Marcello Pacifico, Anief
Marcello Pacifico, Anief

Dopo la notizia di oggi 2 settembre che il Tar del Lazio, con due decreti monocratici, ha respinto la richiesta di sospensione del Green Pass scuola, fra gli interessati si è creato allarmismo e scoraggiamento. Ma vediamo di comprendere meglio se la possibilità di abolizione del Green pass per docenti e ATA ha davvero subito una battuta d’arresto. Abbiamo contattato Marcello Pacifico, presidente Anief, chiedendogli di illuminarci in proposito.

Intervista ad Anief: perché i decreti del Tar non devono spaventare?

Perché i decreti del Tar legati ai ricorsi per l’abolizione del Green Pass scuola non devono spaventare? Come ci spiega Pacifico, perché per prima cosa non costituiscono una sentenza.

Presidente Pacifico, quanto accaduto oggi in merito al rifiuto di sospendere il Green Pass, deve spaventare?

“In primo luogo, il Tar non si è pronunciato con una sentenza, né con un’ordinanza, ma con un semplice decreto monocratico. Questo viene chiesto quando si vorrebbe avere un provvedimento prima della prima camera di consiglio utile.

La camera di consiglio è stata confermata per il 5 ottobre, e quindi in questo momento abbiamo solo avuto un no dal Presidente della terza sezione Bis del Tar Lazio a delle misure urgenti per sospendere il provvedimento.

Dopodiché, se andiamo a guardare tra le motivazioni addotte dal presidente, non ce n’è una che riguarda il merito principale dell’illegittimità del decreto Legge e degli atti conseguenti sulla violazione del regolamento comunitario n. 953/21 che introduce il green pass in Europa. Il regolamento impedisce agli Stati membri di mettere l’obbligo e di discriminare i cittadini in base al possesso o meno di questa certificazione verde. Aspettiamo l’udienza della Camera del Consiglio del 5 ottobre e siamo convinti che sia palese l’illegittimità della norma.

Qualora anche il 5 ottobre non si facesse riferimento alla prima censura che abbiamo addotto, saremo pronti ad andare in Consiglio di Stato per rivedere una eventuale omissione o mancato pronunciamento negativo su questa questione”.

‘Il danno patrimoniale potrà essere risarcito anche dopo’

Il Presidente di Anief ci spiega anche che la pronuncia del Tar non preclude i risarcimenti richiesti con il ricorso per l’abolizione de Green Pass.

Parliamo del risarcimento degli eventuali danni.

“Nel rifiutare il provvedimento urgente, il Tar ha detto che il danno patrimoniale potrà essere risarcito anche dopo.
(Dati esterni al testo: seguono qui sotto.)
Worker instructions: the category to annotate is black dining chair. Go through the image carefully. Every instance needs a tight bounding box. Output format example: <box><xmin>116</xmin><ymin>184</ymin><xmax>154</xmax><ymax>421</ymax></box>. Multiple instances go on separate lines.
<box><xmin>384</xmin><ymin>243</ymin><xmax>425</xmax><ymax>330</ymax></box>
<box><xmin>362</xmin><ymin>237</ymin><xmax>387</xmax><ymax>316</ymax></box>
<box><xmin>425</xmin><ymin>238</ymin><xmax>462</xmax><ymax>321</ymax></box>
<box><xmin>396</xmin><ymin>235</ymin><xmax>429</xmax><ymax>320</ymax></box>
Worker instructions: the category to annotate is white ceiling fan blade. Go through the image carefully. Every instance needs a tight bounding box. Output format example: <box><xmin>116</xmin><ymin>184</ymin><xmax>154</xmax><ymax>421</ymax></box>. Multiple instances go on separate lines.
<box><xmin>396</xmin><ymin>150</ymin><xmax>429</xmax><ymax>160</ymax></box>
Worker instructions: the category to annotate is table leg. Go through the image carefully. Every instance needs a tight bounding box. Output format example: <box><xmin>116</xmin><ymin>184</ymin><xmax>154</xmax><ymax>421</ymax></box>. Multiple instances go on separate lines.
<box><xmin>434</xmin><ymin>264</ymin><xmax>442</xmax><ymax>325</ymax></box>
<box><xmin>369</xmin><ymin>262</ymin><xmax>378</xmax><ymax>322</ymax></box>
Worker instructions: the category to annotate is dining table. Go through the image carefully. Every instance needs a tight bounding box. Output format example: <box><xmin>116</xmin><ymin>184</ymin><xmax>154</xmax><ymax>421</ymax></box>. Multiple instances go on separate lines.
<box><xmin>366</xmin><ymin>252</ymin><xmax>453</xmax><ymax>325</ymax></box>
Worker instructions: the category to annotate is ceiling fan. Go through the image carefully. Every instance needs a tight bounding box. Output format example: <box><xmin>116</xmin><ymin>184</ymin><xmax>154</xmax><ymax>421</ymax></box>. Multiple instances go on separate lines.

Quindi tutti coloro che hanno ricorso, quale danno materiale o patrimoniale potranno avere risarcito? Parliamo della sospensione dal servizio, il pagamento dei tamponi e i danni materiali subiti a causa di tutta questa situazione.

Il Presidente del Tar ritiene che questo danno possa essere esercitato anche dopo, ed è il motivo per cui ha detto di no subito al provvedimento di urgenza. Noi, in ogni caso, non condividiamo la sua pronuncia proprio per il principio di violazione del regolamento comunitario e aspettiamo il 5 ottobre con serenità e tranquillità.

Noi continueremo questa battaglia giudiziaria, come tante altre che abbiamo fatto”.

Pacifico: ‘Non stiamo con le mani in mano’

“Nel frattempo, non stiamo con le mani in mano. Stiamo per notificare i ricorsi ai tribunali ordinari per l’azione discriminatoria dello Stato italiano. L’Europa dice che se una persona non vuole vaccinarsi o non vuole avere il Green Pass, non bisogna essere discriminati. E’ la linea dell’Europa, non dell’Anief. Questa è una seconda azione giudiziaria, d’urgenza.

Ancora, abbiamo proclamato lo sciopero del primo giorno delle lezioni, secondo il calendario scolastico regionale. E non solo per questo, ma anche perché l’obiettivo deve essere riaprire le scuole in sicurezza per tutto l’anno. E non riaprirle ora, per poi chiuderle fra qualche giorno.

E’ inutile un provvedimento che costringa gli ultimi 100.000, perché sono rimasti in centomila, ad avere il green pass e quindi a tamponarsi ogni due giorni o a vaccinarsi. E’ inutile perché continueremo ad avere 7 milioni di studenti non vaccinati e continueremo ad avere classi dove non è possibile rispettare il distanziamento. Le scuole sono destinate a trasformarsi in un focolaio e a creare contagiati e morti da Covid.

Siamo convinti che siamo nella ragione e che alla fine avremo ragione anche in sede di giustizia.”